A $2700\Omega$ resistor and a $1.1\mu F$ capacitor are connected in series across a generator (60 Hz, 120 V). Determine the power consumed in the circuit.
A) 3 W
B) 9 W
C) 10 W
D) 7 W

Answer 1

Hint : Since the generator delivers an AC supply to the circuit, the power delivered will be due to the resistance and the capacitive reactance. We will calculate the capacitive reactance for given circuit parameters and then calculate the power delivered to the circuit.
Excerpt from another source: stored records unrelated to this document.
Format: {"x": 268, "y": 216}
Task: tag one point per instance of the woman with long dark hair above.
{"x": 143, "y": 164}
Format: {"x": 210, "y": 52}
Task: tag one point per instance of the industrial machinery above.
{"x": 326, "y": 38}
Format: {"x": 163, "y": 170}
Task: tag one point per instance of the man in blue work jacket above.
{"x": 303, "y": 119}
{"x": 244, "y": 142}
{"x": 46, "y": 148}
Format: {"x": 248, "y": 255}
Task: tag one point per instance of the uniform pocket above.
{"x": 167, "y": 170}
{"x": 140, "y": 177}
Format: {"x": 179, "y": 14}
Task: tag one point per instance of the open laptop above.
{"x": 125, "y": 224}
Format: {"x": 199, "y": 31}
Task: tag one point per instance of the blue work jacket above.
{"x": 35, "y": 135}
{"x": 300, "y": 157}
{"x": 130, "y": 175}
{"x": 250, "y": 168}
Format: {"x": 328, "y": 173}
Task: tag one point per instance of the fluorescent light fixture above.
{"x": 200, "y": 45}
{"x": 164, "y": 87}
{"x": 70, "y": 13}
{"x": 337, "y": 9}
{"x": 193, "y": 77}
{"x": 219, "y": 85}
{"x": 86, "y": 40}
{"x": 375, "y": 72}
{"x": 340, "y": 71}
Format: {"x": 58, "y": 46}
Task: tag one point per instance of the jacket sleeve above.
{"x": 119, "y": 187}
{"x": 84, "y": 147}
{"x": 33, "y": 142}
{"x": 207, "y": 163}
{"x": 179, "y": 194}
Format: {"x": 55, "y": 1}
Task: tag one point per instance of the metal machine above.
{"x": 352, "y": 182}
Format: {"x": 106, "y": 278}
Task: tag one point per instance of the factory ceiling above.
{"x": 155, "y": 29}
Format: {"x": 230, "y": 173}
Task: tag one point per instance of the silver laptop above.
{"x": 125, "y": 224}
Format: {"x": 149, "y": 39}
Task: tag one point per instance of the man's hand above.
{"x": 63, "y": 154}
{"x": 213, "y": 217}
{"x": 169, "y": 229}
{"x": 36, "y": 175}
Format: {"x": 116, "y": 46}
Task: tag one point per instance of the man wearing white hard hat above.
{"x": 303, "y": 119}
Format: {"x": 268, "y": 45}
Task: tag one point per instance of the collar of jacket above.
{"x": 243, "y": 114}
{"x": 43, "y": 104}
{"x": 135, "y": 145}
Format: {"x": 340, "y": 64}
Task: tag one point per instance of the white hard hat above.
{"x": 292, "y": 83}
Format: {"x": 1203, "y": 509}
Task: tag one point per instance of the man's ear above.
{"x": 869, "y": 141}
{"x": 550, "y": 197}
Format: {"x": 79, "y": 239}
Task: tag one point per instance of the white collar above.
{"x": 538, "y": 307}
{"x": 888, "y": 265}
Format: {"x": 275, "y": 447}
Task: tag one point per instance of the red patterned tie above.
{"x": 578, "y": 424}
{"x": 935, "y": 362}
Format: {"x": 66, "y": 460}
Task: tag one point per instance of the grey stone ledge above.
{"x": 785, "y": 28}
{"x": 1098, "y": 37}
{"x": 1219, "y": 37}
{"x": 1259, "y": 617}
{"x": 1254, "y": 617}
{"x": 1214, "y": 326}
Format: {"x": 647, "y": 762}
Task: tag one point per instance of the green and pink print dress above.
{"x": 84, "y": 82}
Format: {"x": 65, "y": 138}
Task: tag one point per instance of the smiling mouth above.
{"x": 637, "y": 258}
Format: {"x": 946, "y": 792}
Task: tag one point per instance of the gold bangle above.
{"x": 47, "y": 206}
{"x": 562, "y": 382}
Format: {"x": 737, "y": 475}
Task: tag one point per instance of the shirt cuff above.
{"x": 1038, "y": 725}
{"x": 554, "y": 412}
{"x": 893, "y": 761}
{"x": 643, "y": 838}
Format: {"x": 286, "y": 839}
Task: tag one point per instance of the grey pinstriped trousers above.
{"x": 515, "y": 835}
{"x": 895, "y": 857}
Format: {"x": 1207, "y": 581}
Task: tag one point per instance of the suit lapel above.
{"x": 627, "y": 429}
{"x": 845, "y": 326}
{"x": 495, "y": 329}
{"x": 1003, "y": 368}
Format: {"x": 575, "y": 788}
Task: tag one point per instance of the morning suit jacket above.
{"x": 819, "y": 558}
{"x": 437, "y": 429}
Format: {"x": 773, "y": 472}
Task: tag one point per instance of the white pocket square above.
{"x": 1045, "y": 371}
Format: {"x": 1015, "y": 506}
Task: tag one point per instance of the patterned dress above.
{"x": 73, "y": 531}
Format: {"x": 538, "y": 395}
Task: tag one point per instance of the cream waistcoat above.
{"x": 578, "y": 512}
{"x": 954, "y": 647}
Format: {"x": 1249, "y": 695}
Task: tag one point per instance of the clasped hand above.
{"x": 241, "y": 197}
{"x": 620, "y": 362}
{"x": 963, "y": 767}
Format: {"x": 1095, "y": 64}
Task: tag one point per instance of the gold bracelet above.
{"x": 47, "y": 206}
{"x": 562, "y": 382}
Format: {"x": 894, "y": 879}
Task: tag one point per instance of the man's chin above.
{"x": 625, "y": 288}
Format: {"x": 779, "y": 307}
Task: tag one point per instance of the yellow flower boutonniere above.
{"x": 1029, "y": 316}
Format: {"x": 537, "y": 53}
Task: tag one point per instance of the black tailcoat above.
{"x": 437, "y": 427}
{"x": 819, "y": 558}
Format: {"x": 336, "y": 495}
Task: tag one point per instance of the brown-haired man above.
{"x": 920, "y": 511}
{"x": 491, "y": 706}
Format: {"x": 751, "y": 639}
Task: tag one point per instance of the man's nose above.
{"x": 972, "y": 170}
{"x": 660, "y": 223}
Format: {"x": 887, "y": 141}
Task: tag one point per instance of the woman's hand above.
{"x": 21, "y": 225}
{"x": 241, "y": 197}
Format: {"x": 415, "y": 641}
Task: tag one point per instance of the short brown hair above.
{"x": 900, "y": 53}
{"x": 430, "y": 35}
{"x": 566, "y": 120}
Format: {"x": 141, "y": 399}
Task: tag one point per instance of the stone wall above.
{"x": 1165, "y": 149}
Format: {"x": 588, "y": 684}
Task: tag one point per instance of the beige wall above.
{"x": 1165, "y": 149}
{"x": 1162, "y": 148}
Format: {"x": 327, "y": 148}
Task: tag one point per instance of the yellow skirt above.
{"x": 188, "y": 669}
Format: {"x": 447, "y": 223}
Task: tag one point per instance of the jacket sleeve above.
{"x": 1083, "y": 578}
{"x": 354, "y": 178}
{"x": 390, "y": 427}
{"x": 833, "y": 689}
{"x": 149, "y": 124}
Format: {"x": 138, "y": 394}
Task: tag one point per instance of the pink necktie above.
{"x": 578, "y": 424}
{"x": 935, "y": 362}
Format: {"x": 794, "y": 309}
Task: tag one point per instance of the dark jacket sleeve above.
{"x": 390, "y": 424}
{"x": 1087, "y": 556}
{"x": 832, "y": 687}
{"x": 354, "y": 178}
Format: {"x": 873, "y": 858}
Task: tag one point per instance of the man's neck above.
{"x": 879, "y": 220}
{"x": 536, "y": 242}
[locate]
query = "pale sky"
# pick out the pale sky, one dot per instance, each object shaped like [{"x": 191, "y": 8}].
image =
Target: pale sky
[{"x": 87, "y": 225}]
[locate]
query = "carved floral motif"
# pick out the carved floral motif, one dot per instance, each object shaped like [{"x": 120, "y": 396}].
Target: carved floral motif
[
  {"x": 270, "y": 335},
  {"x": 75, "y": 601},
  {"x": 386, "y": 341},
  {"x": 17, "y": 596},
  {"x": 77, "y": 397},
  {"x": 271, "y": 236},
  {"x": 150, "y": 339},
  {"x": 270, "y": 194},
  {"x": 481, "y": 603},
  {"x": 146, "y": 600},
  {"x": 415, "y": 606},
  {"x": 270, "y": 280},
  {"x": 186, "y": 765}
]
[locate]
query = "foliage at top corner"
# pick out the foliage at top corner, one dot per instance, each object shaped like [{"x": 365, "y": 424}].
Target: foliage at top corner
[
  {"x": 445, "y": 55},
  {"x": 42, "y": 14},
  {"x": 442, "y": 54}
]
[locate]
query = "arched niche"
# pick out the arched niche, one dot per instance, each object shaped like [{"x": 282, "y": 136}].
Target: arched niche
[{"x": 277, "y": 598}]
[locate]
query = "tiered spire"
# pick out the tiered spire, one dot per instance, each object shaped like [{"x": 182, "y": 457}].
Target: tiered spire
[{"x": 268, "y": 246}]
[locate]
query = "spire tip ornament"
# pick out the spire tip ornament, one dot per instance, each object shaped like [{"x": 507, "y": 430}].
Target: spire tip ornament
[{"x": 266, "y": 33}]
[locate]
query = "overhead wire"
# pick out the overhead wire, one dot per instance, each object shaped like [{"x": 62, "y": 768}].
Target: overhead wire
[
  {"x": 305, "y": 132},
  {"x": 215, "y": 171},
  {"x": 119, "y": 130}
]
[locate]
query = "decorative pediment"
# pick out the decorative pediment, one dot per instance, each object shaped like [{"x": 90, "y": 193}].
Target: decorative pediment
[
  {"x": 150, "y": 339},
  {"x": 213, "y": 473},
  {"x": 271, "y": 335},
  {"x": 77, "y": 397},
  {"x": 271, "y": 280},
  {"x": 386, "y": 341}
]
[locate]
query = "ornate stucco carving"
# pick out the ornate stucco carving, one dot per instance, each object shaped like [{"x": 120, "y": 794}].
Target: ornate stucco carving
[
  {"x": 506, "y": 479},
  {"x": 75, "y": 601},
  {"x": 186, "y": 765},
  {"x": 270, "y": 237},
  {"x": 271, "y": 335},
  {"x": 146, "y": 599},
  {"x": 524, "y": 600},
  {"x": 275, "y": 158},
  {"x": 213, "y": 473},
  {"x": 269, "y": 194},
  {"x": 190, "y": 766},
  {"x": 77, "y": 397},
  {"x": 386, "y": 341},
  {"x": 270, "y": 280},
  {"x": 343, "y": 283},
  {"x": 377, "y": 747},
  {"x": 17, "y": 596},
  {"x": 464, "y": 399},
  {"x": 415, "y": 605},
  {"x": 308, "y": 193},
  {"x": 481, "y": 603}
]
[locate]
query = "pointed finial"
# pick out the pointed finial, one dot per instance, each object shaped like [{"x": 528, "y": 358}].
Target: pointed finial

Formula used: In this question, we will use the following formula
${X_C} = \dfrac{1}{{2\pi fC}}$ where ${X_C}$ is the capacitive reactance, $f$ is the frequency of the power supply, and $C$ is the value of the capacitance

Complete step by step answer
We’ve been given that a $2700\Omega$ resistor and a $1.1\mu F$ capacitor are connected in series across a generator which provides an AC supply. The capacitive reactance of the circuit can be calculated by using the formula
${X_C} = \dfrac{1}{{2\pi fC}}$
Substituting $f = 60\,Hz$ and $C = 1.1 \times {10^{ - 6}}\,\mu F$ , we get
${X_C} = \dfrac{1}{{2\pi (60)(1.1 \times {{10}^{ - 6}})}}$
$\Rightarrow {X_C} = 2400\,\Omega$
The average power delivered in the circuit will now be due to the resistor as well as the capacitive reactance and can be calculated as
$P = \dfrac{{{V^2}R}}{{{R^2} + {X_C}^2}}$
Substituting $V = 120\,$ , we can calculate the average power delivered as
$P = \dfrac{{{{(120)}^2}2700}}{{{{(2700)}^2} + {{(2400)}^2}}}$
$\Rightarrow P = 3\,W$
Hence $3\,W$ power will be delivered to the circuit by the generator which corresponds to option (A).

Note
The power delivered to the circuit that we just calculated will be delivered to the circuit for one cycle of the input power. We must carefully notice that the generator provides an AC supply to the circuit since it has a frequency that has been provided to us. If the supply was DC, the power delivered in the circuit would just be across the resistor depending on the current in the circuit and would be exponentially decaying in time once the capacitor starts charging.